Rifacendosi al Messaggio per la pace 2012 di Benedetto XVI, l’Arcivescovo ha sottolineato la pace e il dovere di educare i giovani alla pace quale compito fondamentale per ogni cristiano ed ha affermato che pregare per la pace non “è un gesto inefficace, ma è l’andare al cuore della questione e su questa base si fondano la giustizia, la verità la solidarietà che sono espressioni della pace”.
Per raggiungere tale alto obiettivo occorre mettersi in gioco in ogni relazione perché possa divenire relazione buona, relazione buona con Dio e tra persona e persona, questo porta all’educazione alla giustizia e alla pace. Occorrono testimoni veritieri capaci di donarsi con passione, fino al sacrificio di sé, quali ne sono esempi i martiri, e anche lo scorso anno 26 missionari sono stati uccisi in varie parti del mondo: testimoni di una fede di convinzione e non certo di sola convenienza. “Invocare Dio nel nostro quotidiano è ragione di pace per tutti” è il messaggio e la sollecitazione lasciata dall’Arcivescovo in questa domenica d’inizio anno.
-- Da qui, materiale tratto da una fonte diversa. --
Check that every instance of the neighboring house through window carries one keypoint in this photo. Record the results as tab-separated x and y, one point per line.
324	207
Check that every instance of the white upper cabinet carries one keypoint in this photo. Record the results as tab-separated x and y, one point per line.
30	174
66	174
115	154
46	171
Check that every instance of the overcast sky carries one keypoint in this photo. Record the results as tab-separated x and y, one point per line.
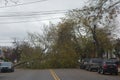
10	30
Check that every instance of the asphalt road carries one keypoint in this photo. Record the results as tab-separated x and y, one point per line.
56	74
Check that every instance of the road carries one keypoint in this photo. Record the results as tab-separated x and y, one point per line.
56	74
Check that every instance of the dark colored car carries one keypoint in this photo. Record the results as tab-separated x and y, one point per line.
6	67
108	66
84	63
93	64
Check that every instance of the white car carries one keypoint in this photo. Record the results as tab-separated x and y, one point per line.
6	67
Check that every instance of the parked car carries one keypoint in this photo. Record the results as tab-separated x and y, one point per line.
6	67
108	66
93	64
84	63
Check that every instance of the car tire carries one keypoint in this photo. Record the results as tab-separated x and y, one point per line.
98	71
116	73
89	69
102	71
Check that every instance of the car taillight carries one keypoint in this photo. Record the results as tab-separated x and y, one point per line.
105	66
116	66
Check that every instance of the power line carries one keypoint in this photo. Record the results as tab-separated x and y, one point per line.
31	14
28	21
23	4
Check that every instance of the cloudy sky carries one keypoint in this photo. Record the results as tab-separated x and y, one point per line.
30	15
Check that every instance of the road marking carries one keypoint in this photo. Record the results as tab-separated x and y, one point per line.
54	75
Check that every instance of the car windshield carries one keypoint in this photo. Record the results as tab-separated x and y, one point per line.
110	62
5	64
96	60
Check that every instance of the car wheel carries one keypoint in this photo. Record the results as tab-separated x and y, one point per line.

Dopo la cerimonia in Duomo, il card. Scola ha ricevuto e si è intrattenuto con le delegazioni componenti il Consiglio delle Chiese e con i membri della Commissione diocesana per l’ecumenismo e il dialogo. Mons. Bottoni, responsabile dell’Ufficio Ecumenismo e Dialogo ha presentato i programmi e le finalità dei due organismi ecumenici riconoscendo il cammino importante compiuto dal Consiglio (fondato nel gennaio 1998) che ha cementato un clima di grande fraternità tra le chiese, incentivato iniziative di incontro e di formazione alla dimensione ecumenica e che prosegue con l’esperienza di annuncio verso i lontani che ormai da alcuni anni si propone presso la chiesa di S. Gottardo al Palazzo Reale, e di preghiera insieme nella visita alle carceri del territorio milanese. I passi successivi devono rivolgersi alla pastorale ordinaria per diffondere maggiormente l’impegno alla costruzione dell’unità ecumenica.
Il pastore battista Martin Ibarra, presidente in carica del CCCM,  ha illustrato all’Arcivescovo le linee di fondo che animano ogni iniziativa del Consiglio: la dimensione di una spiritualità ecumenica che porti alla ricerca di maggior comunione tra le chiese, la dimensione dell’annuncio e della predicazione del vangelo insieme “per fare contemporaneo Gesù alla città”, ed infine il dialogo e l’approfondimento sui grandi temi della pace, della giustizia e della salvaguardia del creato.
Da parte sua il card. Scola, ha chiesto alle chiese di essere a fianco di quanti nei prossimi mesi si troveranno in difficoltà a seguito della crisi generale, e di condividere la responsabilità di comunicare un senso di sobrietà e di impegno nella ricerca di un senso di vita più aperto alla condivisione. “Spesso i cristiani – ha detto l’Arcivescovo – non mostrano di aver capito che il dialogo ecumenico è intrinseco con l’atto di fede e che si debba educare a questo sguardo integrale e completo perché l’ecumenismo non va considerato un argomento in aggiunta ad altri”. L’impegno è dunque comune e rafforzato nel proposito di lavorare insieme per il bene della città e di tutta la chiesa.